High time to review Rs 1m dole, say experts

Tue, May 6, 2014 12:00 AM on Others, Others,

KATHMANDU, MAY 06 -

Two months before the closing of the fiscal year, the Ministry of Finance has decided to release Rs 1 million development and infrastructure funds to each of the 568 lawmakers. It has invited a huge uproar, leading to a fresh debate whether the lawmakers can enjoy such provision.

After a protracted dispute over the issue between the Ministry of Finance and Ministry of Local Develop-ment (MoLD), many sitting and retired bureaucrats seemed to have acknowledged that it was indeed a wrong practice.

The CPN-UML government introduced it in the mid-1990s by distributing funds amounting upto half a million rupees for sitting members of parliament. And the tradition has continued without any substantive amendments.

The MoLD, under pressure from lawmakers from the ruling Nepali Congress and CPN-UML to resume such practice, had forwarded a proposal to the Finance Ministry to release funds at the fag end of the fiscal year. While the Prime Minister’s Office and the Finance Ministry are said to be unimpressed with such a proposal initially, mounting pressure eventually forced Prime Minister Sushil Koirala and Finance Minister Ram Sharan Mahat to release the funds without delay.

“Without any formal proposal, the Cabinet took a special decision citing past practices and tradition,” said a senior government official.

Basically, the job of lawmakers is to formulate laws and policies, not to inject money into projects, said former Finance Secretary Rameshwor Khanal.

“Lawmakers should not be executing such small projects.

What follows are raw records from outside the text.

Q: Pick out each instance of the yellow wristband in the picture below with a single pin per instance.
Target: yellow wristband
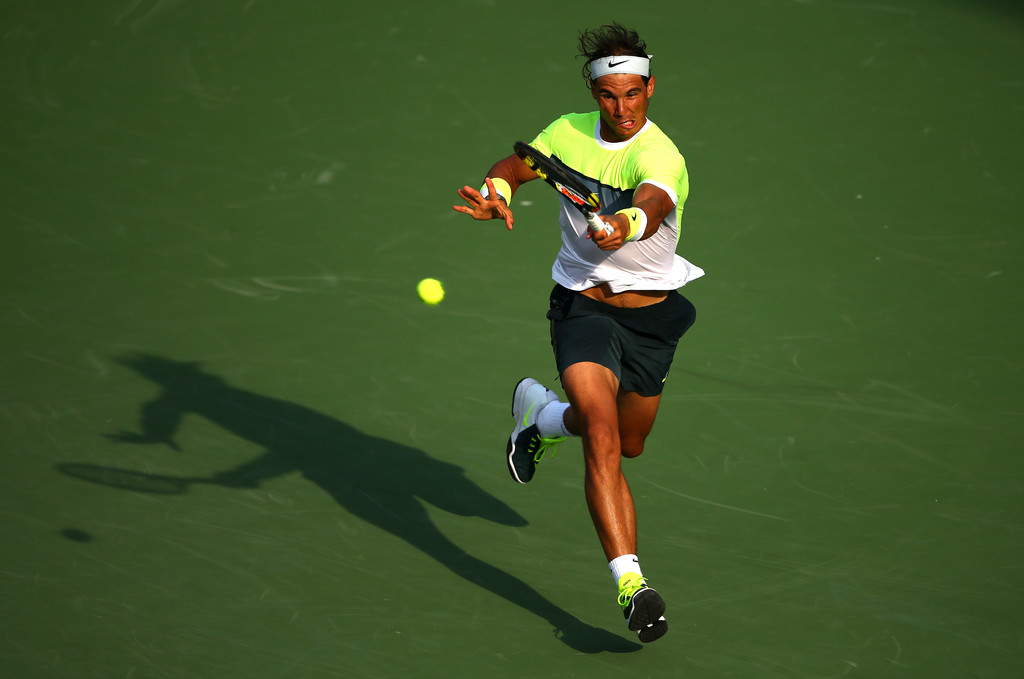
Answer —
(638, 223)
(502, 187)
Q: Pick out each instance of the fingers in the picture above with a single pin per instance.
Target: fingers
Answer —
(482, 208)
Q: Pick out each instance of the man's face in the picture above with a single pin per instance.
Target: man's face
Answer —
(623, 98)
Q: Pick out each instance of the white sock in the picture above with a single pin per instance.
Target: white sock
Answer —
(551, 420)
(624, 564)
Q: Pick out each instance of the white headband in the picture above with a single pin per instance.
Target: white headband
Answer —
(603, 66)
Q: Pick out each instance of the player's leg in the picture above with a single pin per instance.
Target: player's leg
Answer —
(636, 419)
(592, 390)
(594, 414)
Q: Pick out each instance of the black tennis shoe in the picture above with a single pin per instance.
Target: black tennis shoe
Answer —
(643, 607)
(526, 447)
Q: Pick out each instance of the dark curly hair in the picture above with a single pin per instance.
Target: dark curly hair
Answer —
(609, 40)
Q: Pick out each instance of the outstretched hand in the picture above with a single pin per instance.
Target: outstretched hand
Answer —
(482, 208)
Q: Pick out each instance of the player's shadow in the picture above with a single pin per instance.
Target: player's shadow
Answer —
(381, 481)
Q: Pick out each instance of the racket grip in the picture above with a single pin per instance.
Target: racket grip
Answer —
(596, 224)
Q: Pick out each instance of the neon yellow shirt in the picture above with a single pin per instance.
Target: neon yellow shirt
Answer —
(613, 171)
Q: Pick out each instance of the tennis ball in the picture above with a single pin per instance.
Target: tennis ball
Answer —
(430, 291)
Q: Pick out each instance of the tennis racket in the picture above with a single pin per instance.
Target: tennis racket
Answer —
(585, 200)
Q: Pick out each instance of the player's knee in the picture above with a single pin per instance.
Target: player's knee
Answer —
(632, 447)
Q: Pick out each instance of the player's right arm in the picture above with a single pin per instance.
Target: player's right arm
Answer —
(510, 170)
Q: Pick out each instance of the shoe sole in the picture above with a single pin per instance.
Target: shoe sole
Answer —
(510, 448)
(648, 611)
(654, 631)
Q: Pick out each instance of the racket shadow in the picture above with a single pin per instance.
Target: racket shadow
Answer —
(383, 482)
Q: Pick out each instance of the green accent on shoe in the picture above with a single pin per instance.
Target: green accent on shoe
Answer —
(544, 444)
(630, 584)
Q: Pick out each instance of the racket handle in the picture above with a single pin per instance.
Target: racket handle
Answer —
(596, 224)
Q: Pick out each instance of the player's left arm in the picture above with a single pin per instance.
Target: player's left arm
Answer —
(655, 203)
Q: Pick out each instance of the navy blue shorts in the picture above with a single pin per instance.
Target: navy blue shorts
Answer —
(636, 344)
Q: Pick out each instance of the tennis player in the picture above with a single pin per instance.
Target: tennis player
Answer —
(615, 315)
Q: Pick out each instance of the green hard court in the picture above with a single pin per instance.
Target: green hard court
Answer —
(237, 444)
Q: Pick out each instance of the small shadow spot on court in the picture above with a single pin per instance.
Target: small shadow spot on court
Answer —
(77, 535)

That  is the job of District Development Committees (DDCs) or Village Development Committees,” said Khanal.

The fund distribution regulation stipulates that lawmakers elected under the first-past-the-post category are entitled to spend upto Rs 1 million for seven selected infrastructure projects, such as road, bridge, school construction. Likewise, 26 nominated MPs and 335 proportional representation category lawmakers can distribute the funds for projects in their preferred districts.

Out of Rs 1 million, the lawmakers can spend 15 percent to meet administrative costs.

The most critical factor of the budget allocation, however, is channelling the fund through local consumer groups (LCGs)—the most corrupt functionary at the local level. So much so that the MoLD decided to scrap them across the country.

“The LCGs are a major source of corruption. With political patronage they do not audit properly,” said an MoLD official.

As each VDC is allocated as much as Rs 3 million a year, giving Rs 1 million for a lawmaker to spend in one constituency that often houses two dozen VDCs would not make much of a difference, argued Dinesh Thapaliya, spokesperson for the MoLD.

Taking exception to many of such expenditures, the Finance Ministry came up with a new set of guidelines that requires the lawmakers to spend money only on tangible projects. This platform has been used to create a political patronage which needs to be reviewed, said a senior MoF official.

But Finance Secretary Yubraj Bhusal maintains that since there is a void at the local level, it is logical to release some funds to the lawmakers. “Lawmakers work through the DDCs. The DDCs and lawmakers both monitor the projects which would leave no room for lapses and irregularities,” he said.